Ahora ya no es así. La vida da muchas vueltas y en una de ellas tú cogiste un tren hacia un destino distinto al mío. Yo por mi parte, respiré aliviado en el andén pero para eso el tren tuvo que desaparecer totalmente de mi vista, no fue una despedida inmediata. Ya es otoño, miles de años después o, al menos a mi me lo parecen y todo ha cambiado. Pero sin saber como; será el destino, llegué otra vez allí. Al lugar que nos vio crecer como personas, como parejas hasta hundirnos en la desolación del tiempo que todo lo desgasta. ¿Dónde estaba el esplendor de ese inicio de vida que luego fue común? No la encontraba por ningún lado. Todo se había disuelto como un breve aliento. Volvía a subir la calle de la Cuesta. Todo era nada.

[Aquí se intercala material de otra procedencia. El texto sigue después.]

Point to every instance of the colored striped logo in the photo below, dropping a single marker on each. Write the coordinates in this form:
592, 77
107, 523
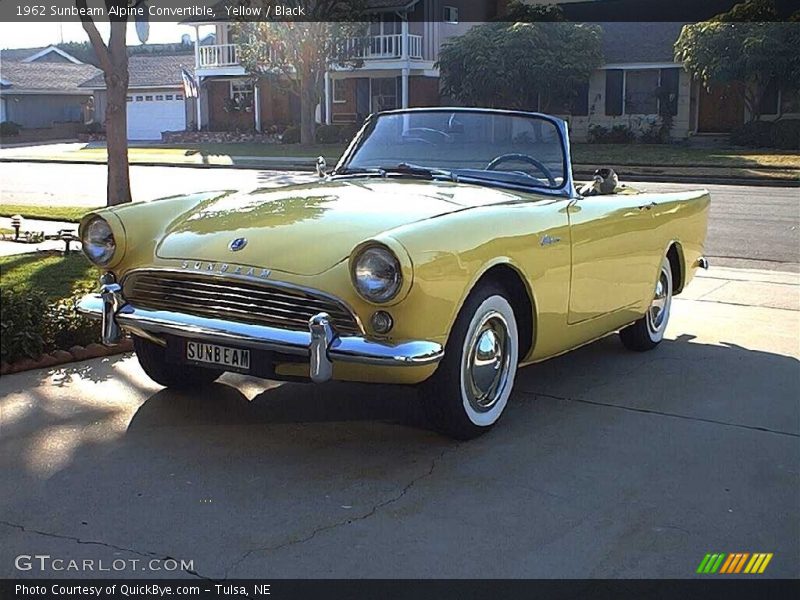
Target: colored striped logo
735, 562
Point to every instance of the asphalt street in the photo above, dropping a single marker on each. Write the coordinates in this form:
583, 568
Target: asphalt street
756, 227
608, 463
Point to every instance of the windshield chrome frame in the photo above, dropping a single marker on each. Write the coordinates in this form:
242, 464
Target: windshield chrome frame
567, 189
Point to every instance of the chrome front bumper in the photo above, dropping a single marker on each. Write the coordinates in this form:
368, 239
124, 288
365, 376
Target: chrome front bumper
320, 343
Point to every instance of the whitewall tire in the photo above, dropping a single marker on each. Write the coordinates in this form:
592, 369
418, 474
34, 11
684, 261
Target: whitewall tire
647, 332
470, 389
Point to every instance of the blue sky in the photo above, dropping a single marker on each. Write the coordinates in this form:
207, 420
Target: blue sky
28, 35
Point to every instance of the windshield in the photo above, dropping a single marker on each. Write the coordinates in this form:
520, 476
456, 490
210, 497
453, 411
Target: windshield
504, 148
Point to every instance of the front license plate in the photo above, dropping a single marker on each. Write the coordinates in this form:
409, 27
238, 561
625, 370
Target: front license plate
212, 354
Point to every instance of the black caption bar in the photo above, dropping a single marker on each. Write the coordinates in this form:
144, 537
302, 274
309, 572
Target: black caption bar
210, 11
343, 589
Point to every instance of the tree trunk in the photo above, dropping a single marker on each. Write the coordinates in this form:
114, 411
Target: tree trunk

Los adoquines ya no resonaban con el ruido de la gente, no la había y si algún paso quería oírse, era mitigado por el colchón de hojas secas que desprendían ese olor ocre a humedad y a tierra húmeda que aún recuerdo de mis tierras Gallegas. El viento meneaba las ramas desnudas de los árboles, tristes y grises como el día, como el suelo. Comenzaba a lloviznar y las gotas eran punzantes y golpeaban el rostro. Me senté en el borde de la fuente mirando nuestro banco, el verde había dado paso al rancio de la madera castigada por el tiempo, como se castiga la vida. Las hojas caídas sobre él dejaban ver restos de sus ronchones de pintura verde. Era la imagen viva de una historia que se agrieta por todos los lados impidiendo que tú la tapones para que continúe. Como los restos de un naufragio. Todo cayó en el saco del olvido. Un tiempo con sus inclemencias que es una imagen de la vida misma que nos ata a este mundo; a veces vida soleada como aquellas tardes de primavera; otras vida gris como un frío día de otoño y por desgracia generalmente ventosa y dura.

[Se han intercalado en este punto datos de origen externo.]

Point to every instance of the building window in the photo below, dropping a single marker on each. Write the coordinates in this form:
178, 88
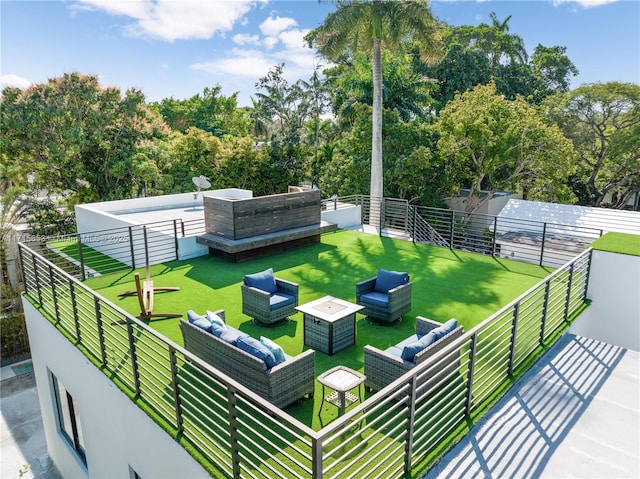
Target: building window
68, 419
133, 474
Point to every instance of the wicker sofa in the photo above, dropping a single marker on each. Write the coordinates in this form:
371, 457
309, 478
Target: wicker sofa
384, 367
281, 385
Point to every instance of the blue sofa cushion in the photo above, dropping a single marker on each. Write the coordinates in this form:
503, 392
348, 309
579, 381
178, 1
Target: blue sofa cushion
215, 319
231, 335
410, 350
264, 281
387, 280
257, 349
445, 329
276, 349
380, 300
278, 300
197, 320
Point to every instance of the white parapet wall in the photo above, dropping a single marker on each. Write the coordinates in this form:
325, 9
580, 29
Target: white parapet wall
614, 288
117, 434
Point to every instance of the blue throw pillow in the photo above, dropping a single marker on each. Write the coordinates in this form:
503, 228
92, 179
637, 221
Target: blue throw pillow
231, 335
257, 349
387, 280
264, 281
410, 350
215, 319
445, 329
275, 349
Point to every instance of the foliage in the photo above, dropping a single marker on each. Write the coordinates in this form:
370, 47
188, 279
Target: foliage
364, 27
76, 136
603, 121
210, 112
491, 143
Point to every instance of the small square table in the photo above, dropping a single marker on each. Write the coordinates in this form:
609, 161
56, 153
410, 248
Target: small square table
329, 324
342, 380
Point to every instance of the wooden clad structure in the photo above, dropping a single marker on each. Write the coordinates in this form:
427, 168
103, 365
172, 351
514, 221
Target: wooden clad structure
246, 228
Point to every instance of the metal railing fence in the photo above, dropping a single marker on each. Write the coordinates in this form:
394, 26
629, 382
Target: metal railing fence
242, 436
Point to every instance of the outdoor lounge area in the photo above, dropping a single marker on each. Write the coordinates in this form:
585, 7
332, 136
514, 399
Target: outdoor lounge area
446, 284
500, 315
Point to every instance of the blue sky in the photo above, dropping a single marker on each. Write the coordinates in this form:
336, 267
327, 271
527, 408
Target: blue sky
176, 48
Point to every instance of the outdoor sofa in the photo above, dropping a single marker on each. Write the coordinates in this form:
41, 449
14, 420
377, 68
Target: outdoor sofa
383, 367
281, 384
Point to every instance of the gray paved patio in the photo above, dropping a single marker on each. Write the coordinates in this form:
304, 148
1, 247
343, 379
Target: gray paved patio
576, 414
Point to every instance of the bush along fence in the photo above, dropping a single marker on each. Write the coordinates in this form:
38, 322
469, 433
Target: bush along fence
233, 433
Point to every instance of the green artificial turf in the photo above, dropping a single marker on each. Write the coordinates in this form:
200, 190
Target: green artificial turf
622, 243
446, 284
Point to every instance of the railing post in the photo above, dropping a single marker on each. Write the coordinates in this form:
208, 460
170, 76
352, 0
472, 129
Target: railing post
545, 309
24, 273
316, 458
131, 248
514, 330
176, 388
408, 453
54, 294
233, 432
567, 301
472, 361
175, 237
451, 230
544, 239
495, 232
415, 220
81, 256
74, 309
103, 349
36, 277
134, 356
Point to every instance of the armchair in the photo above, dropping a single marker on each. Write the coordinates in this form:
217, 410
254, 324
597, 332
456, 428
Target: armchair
385, 297
268, 299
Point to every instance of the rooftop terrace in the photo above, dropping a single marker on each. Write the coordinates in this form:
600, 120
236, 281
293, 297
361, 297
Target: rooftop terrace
446, 284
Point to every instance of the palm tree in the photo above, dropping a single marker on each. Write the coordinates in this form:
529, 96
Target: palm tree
360, 25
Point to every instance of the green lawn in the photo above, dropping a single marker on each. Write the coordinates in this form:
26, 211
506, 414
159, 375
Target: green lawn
446, 284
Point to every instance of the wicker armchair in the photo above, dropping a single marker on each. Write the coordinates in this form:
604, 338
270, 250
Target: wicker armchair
272, 305
384, 367
381, 303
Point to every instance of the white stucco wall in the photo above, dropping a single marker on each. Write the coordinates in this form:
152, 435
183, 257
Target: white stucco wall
614, 288
344, 216
117, 433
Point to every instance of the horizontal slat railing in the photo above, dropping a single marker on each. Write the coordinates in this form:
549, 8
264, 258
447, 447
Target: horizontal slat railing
242, 436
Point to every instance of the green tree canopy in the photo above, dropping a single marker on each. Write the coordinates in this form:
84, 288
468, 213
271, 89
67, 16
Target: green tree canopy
76, 136
603, 121
491, 143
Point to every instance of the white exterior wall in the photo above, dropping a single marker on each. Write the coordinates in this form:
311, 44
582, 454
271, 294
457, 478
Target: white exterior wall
117, 434
614, 288
344, 217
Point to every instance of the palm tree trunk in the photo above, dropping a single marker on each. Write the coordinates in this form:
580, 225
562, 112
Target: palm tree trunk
376, 189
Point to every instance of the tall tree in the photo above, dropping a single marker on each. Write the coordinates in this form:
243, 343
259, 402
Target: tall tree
603, 121
491, 143
365, 26
77, 136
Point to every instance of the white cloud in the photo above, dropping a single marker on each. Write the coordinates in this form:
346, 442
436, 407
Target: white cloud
172, 20
585, 3
273, 26
14, 81
245, 39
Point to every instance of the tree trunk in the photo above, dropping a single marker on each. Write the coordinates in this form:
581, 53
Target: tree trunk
376, 190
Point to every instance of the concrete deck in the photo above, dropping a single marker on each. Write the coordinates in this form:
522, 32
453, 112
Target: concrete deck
575, 414
23, 450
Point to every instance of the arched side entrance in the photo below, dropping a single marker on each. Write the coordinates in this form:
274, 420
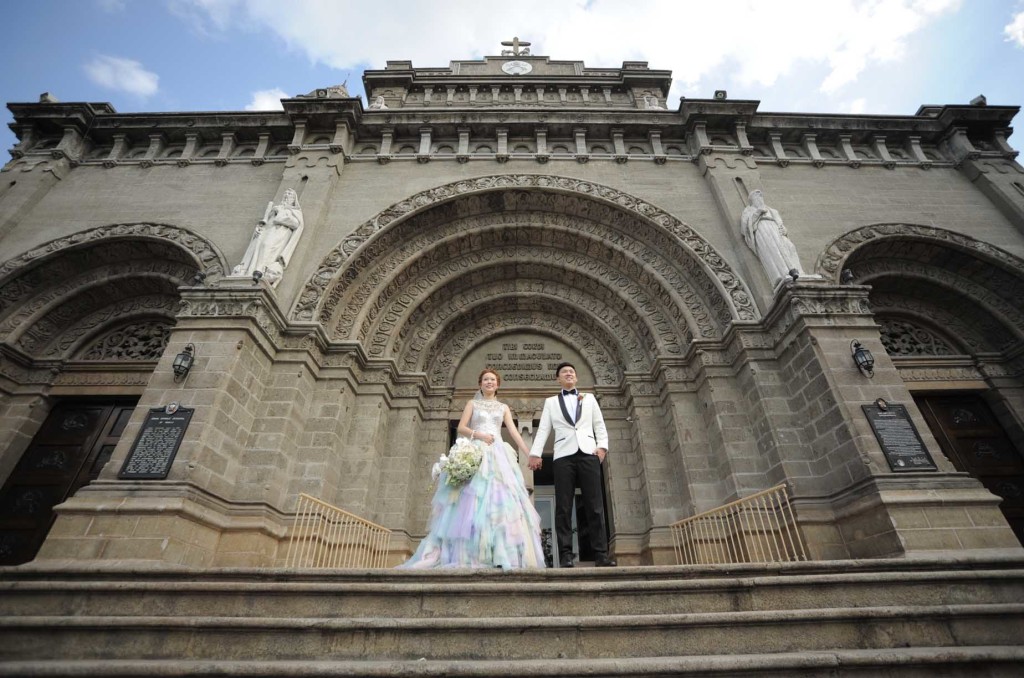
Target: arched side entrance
623, 284
83, 322
950, 319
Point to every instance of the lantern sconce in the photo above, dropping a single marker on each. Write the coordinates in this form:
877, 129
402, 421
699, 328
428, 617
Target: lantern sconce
862, 358
183, 362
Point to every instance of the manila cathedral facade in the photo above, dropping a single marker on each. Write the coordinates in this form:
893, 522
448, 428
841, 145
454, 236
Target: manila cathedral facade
305, 298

Nada, nadie, ni la luz ni los sonidos. Todo seguía igual desierto y frío. Y es que cuando el tiempo pasa por la vida es como una apisonadora y no deja nada o lo estropea tanto que a veces carece de sentido tener fe en que un rayo de esperanza volverá a llenar de alegría ese parque; el parque de mi destino. Vivir hay que vivir. Cada ser llega al mundo con una letra de cambio bajo el brazo y en cualquier momento te la pueden pasar al cobro. Casi siempre la andamos como autómatas hasta que nos llega el retiro en un pedazo de tierra en un momento tardío en el cual apenas te queda tiempo para vivir una nueva vida. Me incorporé, estaba entumecido y mis miembros crujieron al levantarme. Miré de nuevo la torre del campanario, respiré y me incorporé. Fui a cazar un pequeño recuerdo más bien por miedo a perderlo en el arcón de lo más profundo de mi ser que por necesidad de revivirlo, auque lo deseara porque ese recuerdo daba mucho sentido a mi vida.

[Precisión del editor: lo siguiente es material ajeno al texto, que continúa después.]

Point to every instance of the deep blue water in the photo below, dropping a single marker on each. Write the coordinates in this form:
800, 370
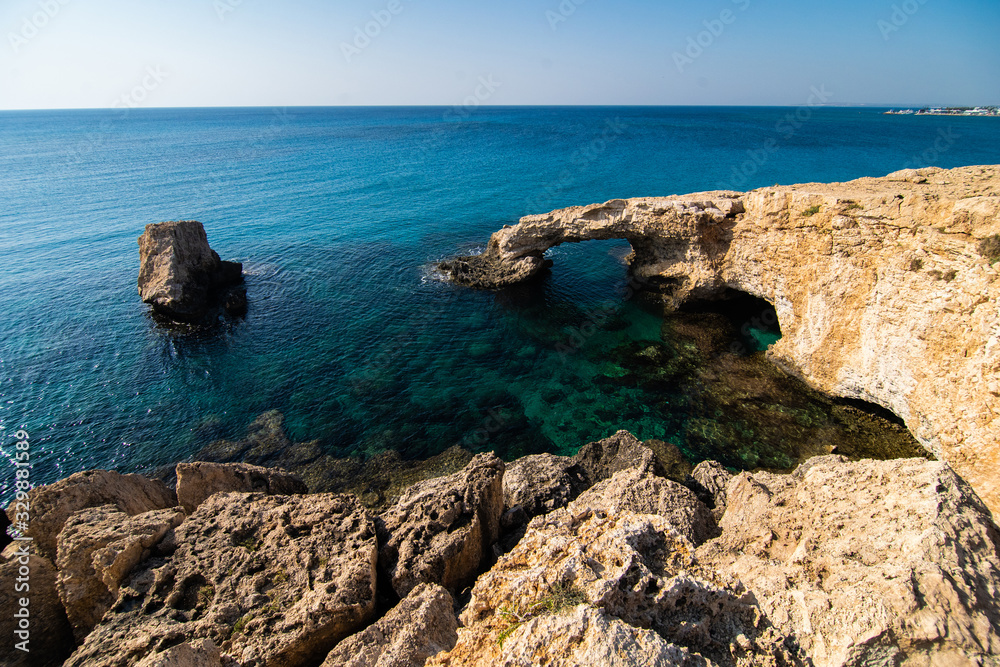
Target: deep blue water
337, 214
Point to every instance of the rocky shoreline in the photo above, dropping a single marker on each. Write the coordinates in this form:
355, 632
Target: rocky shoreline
886, 289
596, 559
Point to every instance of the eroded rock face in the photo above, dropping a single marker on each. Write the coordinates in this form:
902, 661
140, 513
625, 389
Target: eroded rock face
441, 529
182, 277
633, 567
602, 459
271, 580
586, 635
198, 481
713, 477
880, 288
422, 625
49, 635
98, 548
633, 491
52, 504
541, 483
874, 562
199, 653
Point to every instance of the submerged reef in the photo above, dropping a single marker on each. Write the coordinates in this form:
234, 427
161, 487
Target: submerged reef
885, 289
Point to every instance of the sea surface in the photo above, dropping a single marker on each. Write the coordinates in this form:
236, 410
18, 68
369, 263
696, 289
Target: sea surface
338, 215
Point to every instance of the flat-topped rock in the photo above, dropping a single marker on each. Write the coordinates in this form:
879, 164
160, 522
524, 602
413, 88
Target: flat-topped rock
182, 278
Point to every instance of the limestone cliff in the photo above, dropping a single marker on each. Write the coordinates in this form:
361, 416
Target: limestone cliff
884, 287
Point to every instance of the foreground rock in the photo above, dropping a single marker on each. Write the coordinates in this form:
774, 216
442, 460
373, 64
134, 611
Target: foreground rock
713, 477
441, 529
98, 548
633, 567
585, 635
197, 482
49, 636
53, 504
270, 580
182, 277
885, 288
422, 625
875, 562
633, 491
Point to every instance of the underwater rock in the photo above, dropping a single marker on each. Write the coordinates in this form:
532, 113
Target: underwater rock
633, 567
98, 548
440, 530
887, 562
182, 278
198, 481
602, 459
52, 504
637, 492
49, 635
713, 477
422, 625
271, 580
880, 286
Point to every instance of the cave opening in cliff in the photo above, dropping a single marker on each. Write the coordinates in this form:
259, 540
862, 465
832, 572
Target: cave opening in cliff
753, 321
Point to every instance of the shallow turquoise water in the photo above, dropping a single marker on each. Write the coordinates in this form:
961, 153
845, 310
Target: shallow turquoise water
337, 215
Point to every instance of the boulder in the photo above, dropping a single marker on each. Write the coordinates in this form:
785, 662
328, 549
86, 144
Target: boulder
541, 483
270, 580
181, 277
585, 635
869, 562
602, 459
641, 493
633, 567
713, 478
50, 637
198, 481
98, 548
199, 653
422, 625
440, 530
52, 504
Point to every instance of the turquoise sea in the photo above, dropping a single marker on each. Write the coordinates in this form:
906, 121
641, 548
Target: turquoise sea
338, 215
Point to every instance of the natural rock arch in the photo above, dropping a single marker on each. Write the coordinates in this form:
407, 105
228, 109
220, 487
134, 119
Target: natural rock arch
879, 286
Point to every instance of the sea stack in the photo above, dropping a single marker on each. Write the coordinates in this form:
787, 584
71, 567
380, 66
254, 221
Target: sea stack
183, 279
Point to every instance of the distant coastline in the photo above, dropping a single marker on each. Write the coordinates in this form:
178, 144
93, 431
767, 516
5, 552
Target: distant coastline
946, 111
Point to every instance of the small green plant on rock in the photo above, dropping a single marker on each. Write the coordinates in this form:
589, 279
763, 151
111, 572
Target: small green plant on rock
990, 248
559, 597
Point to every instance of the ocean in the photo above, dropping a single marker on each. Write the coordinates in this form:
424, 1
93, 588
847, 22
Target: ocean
338, 215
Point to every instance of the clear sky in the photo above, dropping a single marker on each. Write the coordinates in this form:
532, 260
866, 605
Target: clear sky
156, 53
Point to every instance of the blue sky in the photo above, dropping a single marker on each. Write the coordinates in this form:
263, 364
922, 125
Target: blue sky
75, 53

La vida viene y va, gira como las veletas pero a pesar de todo el destino no está trazado hasta el final. De repente dejé de sentir frío, cesó el viento, incluso a través de las nubes se filtraban los primeros rayos de sol, tenues y débiles apenas algo de luz pero servían. El campanario empezó a sonar, las seis, y del silencio comenzaron a surgir sonidos apenas imperceptibles, luego más audibles, eran pasos sobre el adoquinado alfombrado de hojas, cada vez con más fuerza. Todo volvía a cobrar vida, primero un anciano que me sonríe y sube la Calle de la cuesta; incluso una chica se para en el parque y se sienta en la fuente para abrirle algo a su niño, las terrazas de los bares, ahora cubiertas, mandan sonidos de conversaciones animadas al calor de la estufa . Algo de vida; no, mucha vida para un día gris. De pronto, unos titubeantes pasos comienzan a subir la calle y una falda  amplia , un jersey de cuello alto, una cabellera larga y un paso firme, con un libro en la mano, sin cartera, ligera de equipaje, se acerca al banco lo limpia y se sienta, me miraste y sonreíste, algo nuevo pero inmutable como siempre. Fin de un ciclo, el círculo se cierra y otro se abre allá en ese banco.